Procès d’une génération. Erri De Luca livre une vérité

Témoignage

Un juge fait peser des soupçons d’assassinat sur un justiciable en face de lui. Ce dernier connaissait la victime qui avait « donné » ses anciens camarades en lutte continue contre le gouvernement et les capitalistes dans ces années 1970 de feux et de pistes rouges. « Impossible » affirme en titre Erri De Luca en alignant les faits pour faire douter son questionneur. Il dresse surtout son portrait et celui de sa génération oubli »e, engloutie dans la chute du Mur de Berlin. Un texte serré, une écriture acérée pour faire comprendre les analyses tout autant que la fraternité qui unissaient les militant.e.s de ces temps d’avant la montée de l’individualisme. Une sorte d’autobiographie qui va jusqu’au goût pour la montagne tout en voulant combattre la rupture générationnelle.

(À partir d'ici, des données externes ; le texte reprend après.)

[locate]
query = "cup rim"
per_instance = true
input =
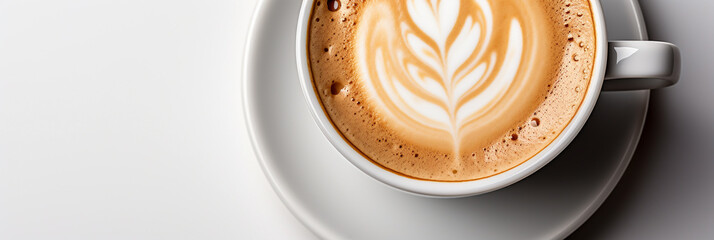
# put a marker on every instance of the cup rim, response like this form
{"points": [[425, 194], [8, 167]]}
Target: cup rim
{"points": [[452, 189]]}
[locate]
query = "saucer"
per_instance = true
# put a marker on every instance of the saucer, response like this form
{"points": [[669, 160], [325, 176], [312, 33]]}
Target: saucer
{"points": [[337, 201]]}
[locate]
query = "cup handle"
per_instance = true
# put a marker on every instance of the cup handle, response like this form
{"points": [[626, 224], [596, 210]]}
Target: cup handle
{"points": [[638, 65]]}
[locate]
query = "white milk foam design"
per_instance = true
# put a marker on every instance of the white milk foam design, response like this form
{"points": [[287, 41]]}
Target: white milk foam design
{"points": [[432, 80]]}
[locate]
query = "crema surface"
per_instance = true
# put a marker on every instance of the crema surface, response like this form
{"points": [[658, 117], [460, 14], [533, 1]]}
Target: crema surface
{"points": [[451, 90]]}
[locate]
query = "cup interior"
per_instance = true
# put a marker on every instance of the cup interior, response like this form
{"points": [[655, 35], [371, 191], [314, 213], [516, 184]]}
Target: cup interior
{"points": [[451, 189]]}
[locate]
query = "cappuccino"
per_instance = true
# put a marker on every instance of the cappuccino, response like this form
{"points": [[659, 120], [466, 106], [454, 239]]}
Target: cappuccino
{"points": [[450, 90]]}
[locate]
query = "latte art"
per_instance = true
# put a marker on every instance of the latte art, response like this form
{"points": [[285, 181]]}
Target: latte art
{"points": [[450, 90], [432, 75]]}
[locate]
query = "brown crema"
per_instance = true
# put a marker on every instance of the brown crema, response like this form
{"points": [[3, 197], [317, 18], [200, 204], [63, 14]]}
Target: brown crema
{"points": [[451, 90]]}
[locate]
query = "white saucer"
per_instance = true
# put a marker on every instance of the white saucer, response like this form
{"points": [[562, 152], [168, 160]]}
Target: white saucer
{"points": [[337, 201]]}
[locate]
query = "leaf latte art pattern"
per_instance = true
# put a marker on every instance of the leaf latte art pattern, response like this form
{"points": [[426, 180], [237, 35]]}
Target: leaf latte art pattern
{"points": [[439, 67]]}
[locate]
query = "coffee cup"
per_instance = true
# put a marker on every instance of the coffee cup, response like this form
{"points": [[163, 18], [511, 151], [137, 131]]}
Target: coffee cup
{"points": [[615, 66]]}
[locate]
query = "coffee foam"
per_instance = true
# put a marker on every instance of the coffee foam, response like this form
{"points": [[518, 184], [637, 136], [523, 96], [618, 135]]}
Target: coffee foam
{"points": [[451, 90]]}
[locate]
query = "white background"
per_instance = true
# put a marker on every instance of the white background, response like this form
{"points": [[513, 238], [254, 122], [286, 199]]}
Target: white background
{"points": [[122, 120]]}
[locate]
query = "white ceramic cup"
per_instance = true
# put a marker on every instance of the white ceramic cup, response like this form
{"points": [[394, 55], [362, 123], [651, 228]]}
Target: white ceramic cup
{"points": [[631, 65]]}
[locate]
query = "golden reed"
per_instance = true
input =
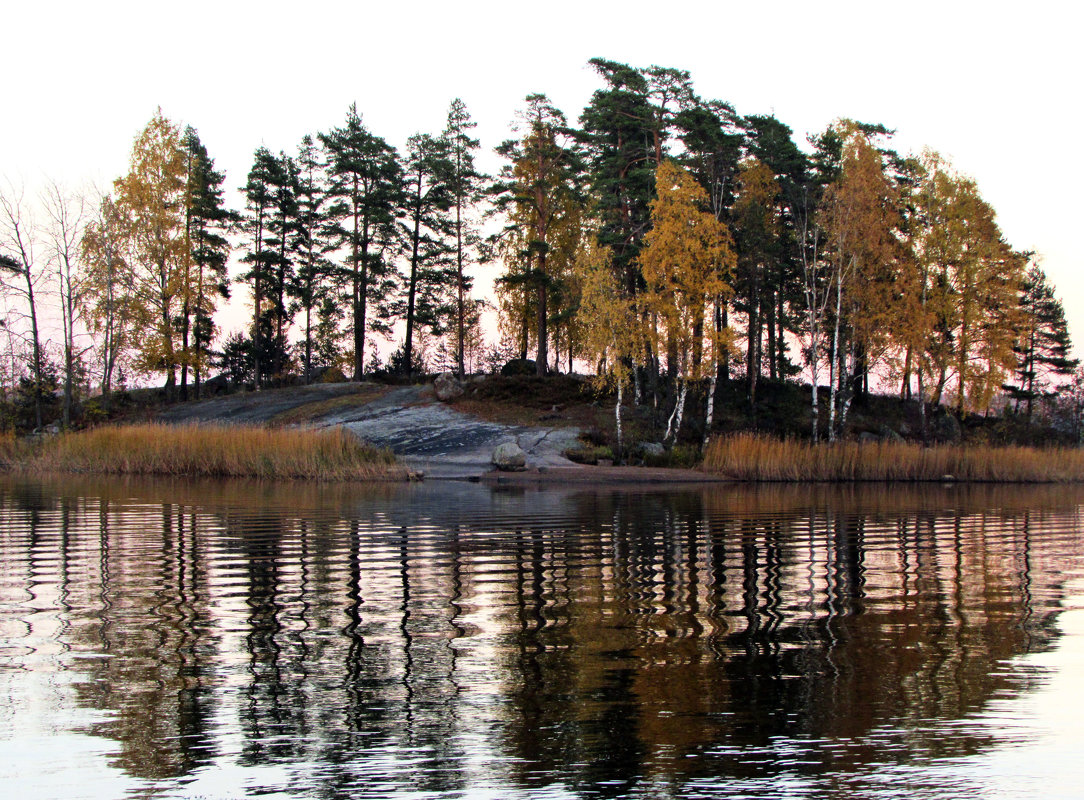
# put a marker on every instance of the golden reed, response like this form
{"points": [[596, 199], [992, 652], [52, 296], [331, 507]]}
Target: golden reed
{"points": [[207, 451], [748, 456]]}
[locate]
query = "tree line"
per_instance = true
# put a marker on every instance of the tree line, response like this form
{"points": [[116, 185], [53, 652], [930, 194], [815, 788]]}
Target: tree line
{"points": [[663, 240]]}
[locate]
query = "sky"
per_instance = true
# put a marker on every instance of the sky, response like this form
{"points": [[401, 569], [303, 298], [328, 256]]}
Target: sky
{"points": [[992, 86]]}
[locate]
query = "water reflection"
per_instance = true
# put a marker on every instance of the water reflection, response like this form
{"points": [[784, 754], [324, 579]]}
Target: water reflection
{"points": [[439, 637]]}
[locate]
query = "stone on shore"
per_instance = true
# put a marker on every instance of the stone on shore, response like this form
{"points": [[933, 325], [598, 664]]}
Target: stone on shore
{"points": [[510, 457], [447, 387]]}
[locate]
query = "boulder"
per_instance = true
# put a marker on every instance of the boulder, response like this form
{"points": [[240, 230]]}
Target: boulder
{"points": [[510, 457], [447, 387], [519, 366], [652, 450], [888, 435], [213, 386]]}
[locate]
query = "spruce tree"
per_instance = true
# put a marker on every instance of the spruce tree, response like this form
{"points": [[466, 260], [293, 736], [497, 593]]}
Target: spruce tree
{"points": [[258, 191], [365, 181], [465, 186], [1043, 344], [309, 287], [207, 222]]}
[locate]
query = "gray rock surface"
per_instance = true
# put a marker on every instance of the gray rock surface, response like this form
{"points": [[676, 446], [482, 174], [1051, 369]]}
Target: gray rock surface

Coupable ? De quoi ? D’une vengeance politique ? D’une amitié trahie ? Faut-il se séparer de son double passé pour entrer dans le présent ? Ou faire preuve de ce travail de mémoire nécessaire pour vivre et donner aux générations d’après la possibilité de comprendre le contexte d’alors, de ces années curieuses où la lutte ouverte semblait la seule perspective possible ? Sans oublier la répression d’alors, sanglante, rouge.
Un livre construit comme une tragédie qui fait rire de temps en temps devant lres incompréhensions réciproques des deux protagonistes. Il ne fait d’un rien pour que ce récit devienne pièce de théâtre. Erri parle à la fois d’hier et d’aujourd’hui même s’il fait profession de ne pas aimer le polar, quelque chose de cet art du roman spécifique passe dans le style, dans la manière de mettre en scène un crime supposé. Chacun.e jugera.
« Impossible », Erri De Luca, traduit par Danièle Valin, Gallimard/Du monde entier, 172 p.